Michel Adanson in 1763 proposed “Apocyna” as a family that included Apocynum and Asclepias. The accepted family name of Apocynaceae was based on A.L. de Jussieu’s “Apocineae” in 1789.  In 1810, however, Robert Brown split Apocynaceae into two families, Asclepiadaceae and Apocynaceae, based on whether or not the pollen is packaged in pollina (only in Asclepiadaceae).  During the 1800s, there were various treatments of these two families. In the 1990s and 2000s, the molecular investigation of the DNA of species in these two families has led to combining the two families once again into the     Apocynaceae. Members of the former Asclepidaceae are now in the subfamily Asclepiadoideae. It seems molecular data has brought us full circle in re-combining these two families into Apocynaceae.

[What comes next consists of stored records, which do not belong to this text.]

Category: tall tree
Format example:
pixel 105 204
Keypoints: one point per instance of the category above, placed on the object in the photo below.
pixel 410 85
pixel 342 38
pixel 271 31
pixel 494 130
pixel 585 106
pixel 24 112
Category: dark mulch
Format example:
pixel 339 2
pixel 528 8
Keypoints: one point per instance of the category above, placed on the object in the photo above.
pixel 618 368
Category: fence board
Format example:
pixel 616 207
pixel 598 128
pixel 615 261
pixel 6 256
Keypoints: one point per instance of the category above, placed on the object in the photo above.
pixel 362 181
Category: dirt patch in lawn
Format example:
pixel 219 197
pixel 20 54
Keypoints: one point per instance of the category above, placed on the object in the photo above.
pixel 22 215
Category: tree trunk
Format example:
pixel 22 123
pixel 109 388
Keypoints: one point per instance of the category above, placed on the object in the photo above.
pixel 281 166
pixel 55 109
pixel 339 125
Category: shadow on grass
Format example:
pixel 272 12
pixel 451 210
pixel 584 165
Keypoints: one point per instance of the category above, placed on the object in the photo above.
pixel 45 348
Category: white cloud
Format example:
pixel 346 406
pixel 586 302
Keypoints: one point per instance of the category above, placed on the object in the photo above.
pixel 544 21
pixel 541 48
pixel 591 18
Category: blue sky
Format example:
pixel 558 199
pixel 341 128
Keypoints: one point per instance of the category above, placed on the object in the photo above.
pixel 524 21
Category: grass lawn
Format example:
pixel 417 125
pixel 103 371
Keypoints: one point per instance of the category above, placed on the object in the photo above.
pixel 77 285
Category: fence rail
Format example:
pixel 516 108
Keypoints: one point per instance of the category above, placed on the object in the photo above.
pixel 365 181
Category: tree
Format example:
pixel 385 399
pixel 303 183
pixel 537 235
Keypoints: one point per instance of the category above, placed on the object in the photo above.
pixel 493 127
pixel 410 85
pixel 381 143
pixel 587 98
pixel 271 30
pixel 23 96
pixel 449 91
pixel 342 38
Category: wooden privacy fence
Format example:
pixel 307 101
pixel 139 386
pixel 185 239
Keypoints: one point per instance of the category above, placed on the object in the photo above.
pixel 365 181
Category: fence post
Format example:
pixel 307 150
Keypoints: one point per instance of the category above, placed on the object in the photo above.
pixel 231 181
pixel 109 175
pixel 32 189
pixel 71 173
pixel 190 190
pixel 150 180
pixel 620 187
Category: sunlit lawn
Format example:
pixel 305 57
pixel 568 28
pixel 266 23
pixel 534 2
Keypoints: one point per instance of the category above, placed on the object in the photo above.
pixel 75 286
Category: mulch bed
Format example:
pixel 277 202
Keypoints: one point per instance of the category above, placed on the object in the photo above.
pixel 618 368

Some interesting websites dealing with taxonomic change in Apocynaceae and former Asclepidaveae:

Apocynaceae: Brown and now,” by Mary Endress, Royal Botanic Gardens & Domain Trust

The history and use of milkweed (Asclepias Syriaca L.),” by Erika E. Gaertner, inEconomic Botany (April/June 1979: 33, no. 2): pp 119-123.

Nomenclature and Iconography of Common Milkweed,” by Jules Janick and Winthrop B. Phippen, in Chronica Horticulturae, 53, no. 2 (2013)

[References: “The history and use of milkweed (Asclepias Syriaca L.),” by Erika E. Gaertner, in Economic Botany 33, no. 2 (April/June 1979), 119-123;  “Nomenclature and Iconography of Common Milkweed,” by Jules Janick and Winthrop B. Phippen, in Chronica Horticulturae, 53, no. 2 (2013).]

 Selected glossary of botanical terms

[Source: Alan S. Weakley, J. Christopher Ludwig, and John F. Townsend. Bland Crowder, ed. Flora of Virginia. (Fort Worth: BRIT Press, 2012)]

Androecium  Collectively, the stamens of a flower.

Anther  The expanded, apical, pollen-bearing portion of the stamen, comprising one or, usually, two pollen sacs and a connecting layer.

Calyx (plural calyxes)  The outer whorl of the perianth; collectively, all the sepals of a flower.

Carpel  A unit of the gynoecium with a simple pistil formed from on emodified leaf, or that part of a compound pistil formed from one modified leaf; megasporophyll.

Corolla  Collectively, all the petals of a flower, whether distinct or connate; the inner whorl of a perianth.

Corona  A set of petal-like or crown-like structures between the corolla and the androecium in some flowers, derived by modification of the corolla or androecium.

Gynostemium  A compound structure resulting from the union of stamens and pistil.

Perianth  Collectively, the calyx and corolla of a flower, especially when they are similar in appearance.

Pollinium (plural pollinia) I n many Orchidaceae and Asclepiadaceae, a coherent cluster of many waxy pollen grains, transported as a unit during pollination.

Sepal  A segment of a calyx.

Stigma  The part of a pistil adapted for the reception of pollen.